Equipment protection: what you need to know
Before we get started, it’s important to note that there many more ways you can keep your construction equipment protected from seasonal damage – this blog is just the tip of the iceberg. That being said, these are great starting points:
- Do your due diligence when preparing your equipment for storage
- First thing’s first, you’ll want to carefully complete the pre-storage preparation tasks listed in the machine’s operation and maintenance manual – you could cause yourself a world of trouble if you skip this step.
- Next, check the manual for any recommended winter maintenance items you may need to get, as well as its fuel and oil recommendations. We recommend that you and your workers receive the necessary maintenance training for your equipment, especially for heavy machinery.

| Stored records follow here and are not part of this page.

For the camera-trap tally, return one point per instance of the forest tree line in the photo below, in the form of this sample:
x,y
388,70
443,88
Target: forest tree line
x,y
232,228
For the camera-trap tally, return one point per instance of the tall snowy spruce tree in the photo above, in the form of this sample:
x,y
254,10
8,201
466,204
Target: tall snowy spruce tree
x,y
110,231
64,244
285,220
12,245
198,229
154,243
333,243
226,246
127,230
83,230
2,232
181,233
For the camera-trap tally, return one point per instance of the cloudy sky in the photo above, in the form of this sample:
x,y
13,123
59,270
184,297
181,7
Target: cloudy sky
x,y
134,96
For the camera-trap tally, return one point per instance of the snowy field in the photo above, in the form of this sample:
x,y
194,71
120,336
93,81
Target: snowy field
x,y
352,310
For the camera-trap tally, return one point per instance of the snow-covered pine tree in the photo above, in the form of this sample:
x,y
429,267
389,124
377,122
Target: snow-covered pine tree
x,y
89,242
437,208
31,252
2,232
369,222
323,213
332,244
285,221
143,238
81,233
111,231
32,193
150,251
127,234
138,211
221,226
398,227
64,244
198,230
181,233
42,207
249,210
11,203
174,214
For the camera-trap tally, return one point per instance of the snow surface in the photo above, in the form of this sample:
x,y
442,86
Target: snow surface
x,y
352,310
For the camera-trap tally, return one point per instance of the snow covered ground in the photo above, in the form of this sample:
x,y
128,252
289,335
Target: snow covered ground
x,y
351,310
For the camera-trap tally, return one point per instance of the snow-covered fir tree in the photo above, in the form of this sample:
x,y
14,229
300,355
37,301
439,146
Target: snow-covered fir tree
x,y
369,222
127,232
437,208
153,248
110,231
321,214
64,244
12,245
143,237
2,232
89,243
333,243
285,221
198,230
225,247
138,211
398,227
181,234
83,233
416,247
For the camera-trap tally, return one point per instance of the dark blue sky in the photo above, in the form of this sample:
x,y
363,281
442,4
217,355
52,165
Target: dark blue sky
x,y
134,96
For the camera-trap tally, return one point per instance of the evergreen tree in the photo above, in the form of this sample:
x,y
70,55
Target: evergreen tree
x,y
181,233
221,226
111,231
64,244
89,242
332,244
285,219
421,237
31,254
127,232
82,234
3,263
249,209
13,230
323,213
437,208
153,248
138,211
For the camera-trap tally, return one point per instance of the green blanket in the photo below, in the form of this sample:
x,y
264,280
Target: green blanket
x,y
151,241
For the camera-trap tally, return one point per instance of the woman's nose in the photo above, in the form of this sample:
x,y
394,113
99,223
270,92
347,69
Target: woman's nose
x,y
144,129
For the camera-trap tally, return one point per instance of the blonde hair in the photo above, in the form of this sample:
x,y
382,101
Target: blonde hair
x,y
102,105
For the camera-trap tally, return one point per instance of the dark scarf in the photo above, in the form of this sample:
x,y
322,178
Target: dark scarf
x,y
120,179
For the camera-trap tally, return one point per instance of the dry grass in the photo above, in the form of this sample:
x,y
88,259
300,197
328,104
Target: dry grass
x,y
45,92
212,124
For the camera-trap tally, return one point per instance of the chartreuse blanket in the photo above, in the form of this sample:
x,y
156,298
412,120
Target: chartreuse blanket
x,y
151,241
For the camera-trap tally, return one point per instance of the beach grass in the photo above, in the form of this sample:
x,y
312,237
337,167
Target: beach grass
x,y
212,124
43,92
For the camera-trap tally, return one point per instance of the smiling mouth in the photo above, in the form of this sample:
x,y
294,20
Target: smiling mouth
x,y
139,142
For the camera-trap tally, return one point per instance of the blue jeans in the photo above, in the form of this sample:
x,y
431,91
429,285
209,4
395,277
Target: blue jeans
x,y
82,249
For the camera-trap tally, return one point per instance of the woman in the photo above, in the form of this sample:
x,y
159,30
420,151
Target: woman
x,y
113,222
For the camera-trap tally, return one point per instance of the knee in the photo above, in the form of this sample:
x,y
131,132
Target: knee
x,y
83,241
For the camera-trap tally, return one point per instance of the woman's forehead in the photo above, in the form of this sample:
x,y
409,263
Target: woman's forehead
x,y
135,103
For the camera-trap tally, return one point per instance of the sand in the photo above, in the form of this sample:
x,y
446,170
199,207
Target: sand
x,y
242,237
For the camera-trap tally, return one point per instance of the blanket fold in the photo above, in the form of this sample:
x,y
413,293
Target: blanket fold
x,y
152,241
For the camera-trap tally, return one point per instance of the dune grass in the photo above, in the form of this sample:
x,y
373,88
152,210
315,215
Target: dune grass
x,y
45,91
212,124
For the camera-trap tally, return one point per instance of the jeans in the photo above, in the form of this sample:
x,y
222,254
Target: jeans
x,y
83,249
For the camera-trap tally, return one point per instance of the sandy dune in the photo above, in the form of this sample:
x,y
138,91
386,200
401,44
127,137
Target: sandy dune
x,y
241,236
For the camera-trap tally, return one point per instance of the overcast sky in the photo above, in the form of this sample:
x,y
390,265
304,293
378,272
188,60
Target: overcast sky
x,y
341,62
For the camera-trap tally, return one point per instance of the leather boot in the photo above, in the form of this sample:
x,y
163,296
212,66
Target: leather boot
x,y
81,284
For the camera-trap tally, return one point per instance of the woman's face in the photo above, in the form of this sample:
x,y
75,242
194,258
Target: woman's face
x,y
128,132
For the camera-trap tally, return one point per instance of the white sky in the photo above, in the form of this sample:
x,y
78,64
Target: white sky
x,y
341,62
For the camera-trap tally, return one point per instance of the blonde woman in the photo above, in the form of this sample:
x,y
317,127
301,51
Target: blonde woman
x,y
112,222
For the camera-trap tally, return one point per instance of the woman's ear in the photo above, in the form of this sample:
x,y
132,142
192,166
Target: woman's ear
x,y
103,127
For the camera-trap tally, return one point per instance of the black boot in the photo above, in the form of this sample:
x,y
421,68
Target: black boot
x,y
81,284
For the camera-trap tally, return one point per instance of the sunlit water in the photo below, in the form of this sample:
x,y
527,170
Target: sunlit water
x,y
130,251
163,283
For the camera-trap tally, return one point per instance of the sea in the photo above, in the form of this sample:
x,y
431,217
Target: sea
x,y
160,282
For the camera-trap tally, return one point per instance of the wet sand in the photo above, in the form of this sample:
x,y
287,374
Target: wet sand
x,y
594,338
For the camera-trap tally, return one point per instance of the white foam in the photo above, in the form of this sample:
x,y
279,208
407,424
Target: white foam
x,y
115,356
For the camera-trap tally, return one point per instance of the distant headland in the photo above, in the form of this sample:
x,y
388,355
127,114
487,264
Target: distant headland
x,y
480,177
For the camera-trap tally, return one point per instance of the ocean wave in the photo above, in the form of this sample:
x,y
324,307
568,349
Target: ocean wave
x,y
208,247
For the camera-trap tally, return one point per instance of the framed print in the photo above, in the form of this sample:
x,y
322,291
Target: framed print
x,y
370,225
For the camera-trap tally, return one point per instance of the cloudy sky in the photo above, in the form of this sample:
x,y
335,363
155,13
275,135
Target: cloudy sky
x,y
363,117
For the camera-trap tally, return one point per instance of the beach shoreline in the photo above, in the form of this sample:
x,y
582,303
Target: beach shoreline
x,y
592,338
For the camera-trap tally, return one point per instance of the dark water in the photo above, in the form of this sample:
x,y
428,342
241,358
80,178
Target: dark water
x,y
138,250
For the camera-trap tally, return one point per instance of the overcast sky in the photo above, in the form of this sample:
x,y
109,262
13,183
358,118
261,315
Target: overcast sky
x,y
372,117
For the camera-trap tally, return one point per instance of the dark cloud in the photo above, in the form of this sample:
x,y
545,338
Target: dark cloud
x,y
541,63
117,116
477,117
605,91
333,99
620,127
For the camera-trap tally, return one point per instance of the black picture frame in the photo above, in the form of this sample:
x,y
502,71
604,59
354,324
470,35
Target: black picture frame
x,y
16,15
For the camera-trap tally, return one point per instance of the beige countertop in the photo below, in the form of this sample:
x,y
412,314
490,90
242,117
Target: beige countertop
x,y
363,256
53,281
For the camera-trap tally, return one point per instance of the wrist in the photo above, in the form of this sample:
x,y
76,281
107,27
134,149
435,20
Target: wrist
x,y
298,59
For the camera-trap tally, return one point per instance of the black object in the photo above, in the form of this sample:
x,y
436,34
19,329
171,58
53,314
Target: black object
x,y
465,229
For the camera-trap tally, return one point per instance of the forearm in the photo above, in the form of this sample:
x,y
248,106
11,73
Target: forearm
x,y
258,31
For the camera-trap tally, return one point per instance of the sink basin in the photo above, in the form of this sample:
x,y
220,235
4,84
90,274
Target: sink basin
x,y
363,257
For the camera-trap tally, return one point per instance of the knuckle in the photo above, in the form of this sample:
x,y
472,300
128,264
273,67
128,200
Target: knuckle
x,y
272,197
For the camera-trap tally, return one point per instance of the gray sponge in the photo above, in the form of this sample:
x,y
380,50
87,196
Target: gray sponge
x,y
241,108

- Thoroughly clean the machine of debris and dirt, including the engine compartment. If you’re storing an excavator, don’t forget to clean out the undercarriage as well. All of the machine’s parts should be properly lubricated, while the vulnerable cylinder rods should be greased to prevent rusting and moisture build-up while they’re in storage.
- Make sure you properly clean out the machine’s cab. Some equipment manufacturers provide an optional on-board air compressor to efficiently remove dust and debris.
- After cleaning your machine, start looking for any signs of damage in as many areas as you possibly can – we recommend recruiting a few helping hands to get this done.
- Replace any parts that are damaged and/or worn with fresh components. Be sure to document any and all items which will need attention before spring.
- Inspect the cab window and door seals to ensure there are no cracks or leaks. Replace any burnt-out bulbs to make sure your operators have the suitable lighting when operating the machines.
- Protect your equipment from the elements
If you can’t keep some of your equipment in storage containers or sheds (this applies especially to heavy machinery), we recommend that you find a safe and secure off-site facility to park your equipment. You should aim for a dry, indoor environment that free of wind and direct sunlight. If you want to go the extra mile, you can cover your equipment with a tarp to avoid any sort of moisture build-up.
When you start up your engine again, we recommend that you use a block heater to help warm the engine up and get it running at room temperature; this will help prevent the valves from sticking and assist with oil distribution.
- Prepare and lower all your attachments
Many kinds of equipment require attachments to effectively operate, which means that you need to treat them with as much care as you do your machinery. Inspect your attachment components thoroughly for damage before storing them. This includes hydraulic hoses, guards, cylinders, cutting edges and teeth, as well as anything that can be attached to your machines.
Your attachments should be stored indoors and away from harsh elements. Once you’ve completed all these steps, tag your equipment and their attachments to indicate that they’re ready for storage.